Turnkey Magazine Plug and Speed Lock Forearm: You can use a door or car key to simply turn and push down on the retaining cap at the front of the tube to add or remove a magazine plug. Browning actually calls this feature the Turnkey Magazine Plug. We all tried this, and removal or insertion of the magazine plug could be accomplished in seconds. To make the plug change or even barrel removal even quicker, as well as removal of the forearm, there's a totally new Speed Lock Forearm. Traditionally, fore-ends attach via spinning a screw-on magazine cap. Maxus technology does away with that type of system. You put the fore-end over the magazine tube in the traditional manner, but to lock that fore-end in place, just press down the exposed lever at the front of the fore-end.

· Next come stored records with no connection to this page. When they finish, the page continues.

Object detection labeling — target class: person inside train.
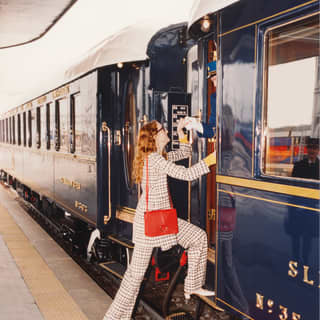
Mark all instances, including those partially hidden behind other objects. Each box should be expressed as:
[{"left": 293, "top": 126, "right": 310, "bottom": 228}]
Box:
[
  {"left": 292, "top": 137, "right": 320, "bottom": 180},
  {"left": 185, "top": 60, "right": 217, "bottom": 138},
  {"left": 103, "top": 118, "right": 216, "bottom": 320}
]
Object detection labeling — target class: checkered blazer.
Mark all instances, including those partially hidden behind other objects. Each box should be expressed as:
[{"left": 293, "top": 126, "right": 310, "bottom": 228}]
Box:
[{"left": 132, "top": 143, "right": 210, "bottom": 250}]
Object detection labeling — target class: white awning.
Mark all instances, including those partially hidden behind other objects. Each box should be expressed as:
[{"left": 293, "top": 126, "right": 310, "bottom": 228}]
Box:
[
  {"left": 188, "top": 0, "right": 239, "bottom": 37},
  {"left": 0, "top": 0, "right": 76, "bottom": 49},
  {"left": 65, "top": 22, "right": 166, "bottom": 81}
]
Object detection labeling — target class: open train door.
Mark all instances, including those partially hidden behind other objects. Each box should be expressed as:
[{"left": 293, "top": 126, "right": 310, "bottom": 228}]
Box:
[{"left": 187, "top": 40, "right": 217, "bottom": 266}]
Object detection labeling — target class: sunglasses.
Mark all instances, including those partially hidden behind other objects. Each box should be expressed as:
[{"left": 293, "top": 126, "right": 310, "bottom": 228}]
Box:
[{"left": 156, "top": 126, "right": 165, "bottom": 134}]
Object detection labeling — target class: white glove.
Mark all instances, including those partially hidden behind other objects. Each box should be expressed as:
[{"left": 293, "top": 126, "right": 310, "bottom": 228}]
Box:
[{"left": 185, "top": 117, "right": 203, "bottom": 134}]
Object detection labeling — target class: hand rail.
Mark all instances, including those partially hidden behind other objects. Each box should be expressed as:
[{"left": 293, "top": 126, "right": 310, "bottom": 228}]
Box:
[{"left": 103, "top": 122, "right": 112, "bottom": 224}]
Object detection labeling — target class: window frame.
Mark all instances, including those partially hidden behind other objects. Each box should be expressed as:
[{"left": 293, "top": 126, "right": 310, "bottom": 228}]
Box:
[
  {"left": 23, "top": 112, "right": 27, "bottom": 147},
  {"left": 36, "top": 106, "right": 41, "bottom": 149},
  {"left": 28, "top": 110, "right": 32, "bottom": 148},
  {"left": 70, "top": 93, "right": 78, "bottom": 154},
  {"left": 17, "top": 114, "right": 21, "bottom": 146},
  {"left": 55, "top": 100, "right": 60, "bottom": 151},
  {"left": 260, "top": 12, "right": 319, "bottom": 181},
  {"left": 46, "top": 103, "right": 51, "bottom": 150}
]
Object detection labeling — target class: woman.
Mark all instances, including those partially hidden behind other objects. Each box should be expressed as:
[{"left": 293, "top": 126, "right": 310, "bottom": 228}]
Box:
[{"left": 103, "top": 119, "right": 216, "bottom": 320}]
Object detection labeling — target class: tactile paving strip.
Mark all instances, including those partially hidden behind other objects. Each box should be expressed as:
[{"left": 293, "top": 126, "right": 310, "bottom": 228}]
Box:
[{"left": 0, "top": 204, "right": 88, "bottom": 320}]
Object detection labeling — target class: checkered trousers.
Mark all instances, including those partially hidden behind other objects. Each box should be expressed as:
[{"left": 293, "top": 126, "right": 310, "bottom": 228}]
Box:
[
  {"left": 103, "top": 219, "right": 208, "bottom": 320},
  {"left": 133, "top": 143, "right": 210, "bottom": 251}
]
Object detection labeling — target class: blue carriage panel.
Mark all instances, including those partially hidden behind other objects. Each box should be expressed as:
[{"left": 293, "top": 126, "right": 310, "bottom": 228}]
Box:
[{"left": 216, "top": 185, "right": 319, "bottom": 320}]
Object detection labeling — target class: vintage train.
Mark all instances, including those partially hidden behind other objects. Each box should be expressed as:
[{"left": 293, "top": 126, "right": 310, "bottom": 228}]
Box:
[{"left": 0, "top": 0, "right": 319, "bottom": 319}]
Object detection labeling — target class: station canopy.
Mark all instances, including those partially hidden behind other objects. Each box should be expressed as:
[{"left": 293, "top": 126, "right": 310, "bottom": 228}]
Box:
[{"left": 0, "top": 0, "right": 77, "bottom": 49}]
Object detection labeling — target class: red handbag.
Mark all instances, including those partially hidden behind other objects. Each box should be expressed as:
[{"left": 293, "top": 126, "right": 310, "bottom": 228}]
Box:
[{"left": 144, "top": 157, "right": 179, "bottom": 237}]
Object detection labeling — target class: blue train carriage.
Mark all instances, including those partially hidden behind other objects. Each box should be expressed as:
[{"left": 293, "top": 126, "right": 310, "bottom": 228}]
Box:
[
  {"left": 188, "top": 0, "right": 319, "bottom": 319},
  {"left": 0, "top": 21, "right": 201, "bottom": 275},
  {"left": 0, "top": 74, "right": 98, "bottom": 226}
]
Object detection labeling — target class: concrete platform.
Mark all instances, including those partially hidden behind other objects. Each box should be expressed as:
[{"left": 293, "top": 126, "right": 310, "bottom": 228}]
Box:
[{"left": 0, "top": 184, "right": 112, "bottom": 320}]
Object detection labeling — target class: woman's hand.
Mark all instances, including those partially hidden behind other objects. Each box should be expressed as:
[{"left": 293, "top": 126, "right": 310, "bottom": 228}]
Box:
[
  {"left": 177, "top": 118, "right": 187, "bottom": 141},
  {"left": 203, "top": 151, "right": 216, "bottom": 167}
]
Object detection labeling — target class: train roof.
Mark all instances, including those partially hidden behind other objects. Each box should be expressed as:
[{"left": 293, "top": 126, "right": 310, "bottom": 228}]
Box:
[
  {"left": 188, "top": 0, "right": 239, "bottom": 38},
  {"left": 65, "top": 21, "right": 170, "bottom": 81}
]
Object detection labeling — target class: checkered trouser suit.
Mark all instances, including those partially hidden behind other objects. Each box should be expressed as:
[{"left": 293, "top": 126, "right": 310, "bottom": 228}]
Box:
[
  {"left": 103, "top": 219, "right": 208, "bottom": 320},
  {"left": 103, "top": 144, "right": 210, "bottom": 320}
]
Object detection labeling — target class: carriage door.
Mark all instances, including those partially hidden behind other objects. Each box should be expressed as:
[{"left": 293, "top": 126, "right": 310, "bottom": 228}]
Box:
[
  {"left": 206, "top": 40, "right": 217, "bottom": 247},
  {"left": 187, "top": 41, "right": 217, "bottom": 253},
  {"left": 114, "top": 66, "right": 147, "bottom": 237}
]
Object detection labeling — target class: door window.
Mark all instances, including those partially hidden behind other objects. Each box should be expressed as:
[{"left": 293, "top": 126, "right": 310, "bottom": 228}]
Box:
[{"left": 124, "top": 81, "right": 138, "bottom": 188}]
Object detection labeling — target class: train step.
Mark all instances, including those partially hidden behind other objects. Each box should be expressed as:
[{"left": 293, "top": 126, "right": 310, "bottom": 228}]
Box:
[
  {"left": 107, "top": 234, "right": 134, "bottom": 249},
  {"left": 99, "top": 261, "right": 126, "bottom": 279}
]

This effectively "cams" the fore-end into place, and it's tight. To take off the fore-end, there's no spinning the screw-on cap. Just pull up the lever, and the fore-end is ready to pull off."

Speed Loading and Unloading: "The gun has a speed-load system; push a shell up into the magazine and let it go, and a spring feeds the shell directly into the chamber. Unloading the magazine is easy; just depress a latch inside the receiver, and the shells come out into your hand one at a time."

Magazine Cut-Off: "There's also a magazine cut-off a la the old Browning Auto-5. Flip the cut-off switch, open the chamber to change the round or whatever else you want to do, and the shells in the magazine stay put. Without a magazine cut-off, if you open the action, the shell in the magazine pops out onto the carrier.

Optimal dimensions: "This is a pretty light smoothbore. While a 7-lb. shotgun for sporting clays isn't for everyone, such a light gun will be welcomed by many— like octogenarians, youngsters, and even some women."

These are the features you want to become familiar with. They make the Maxus the most incredible, dependable autoloader on the market. Perhaps you too will see what a sweet handling, light carrying shotgun this is, and how fun it is to shoot.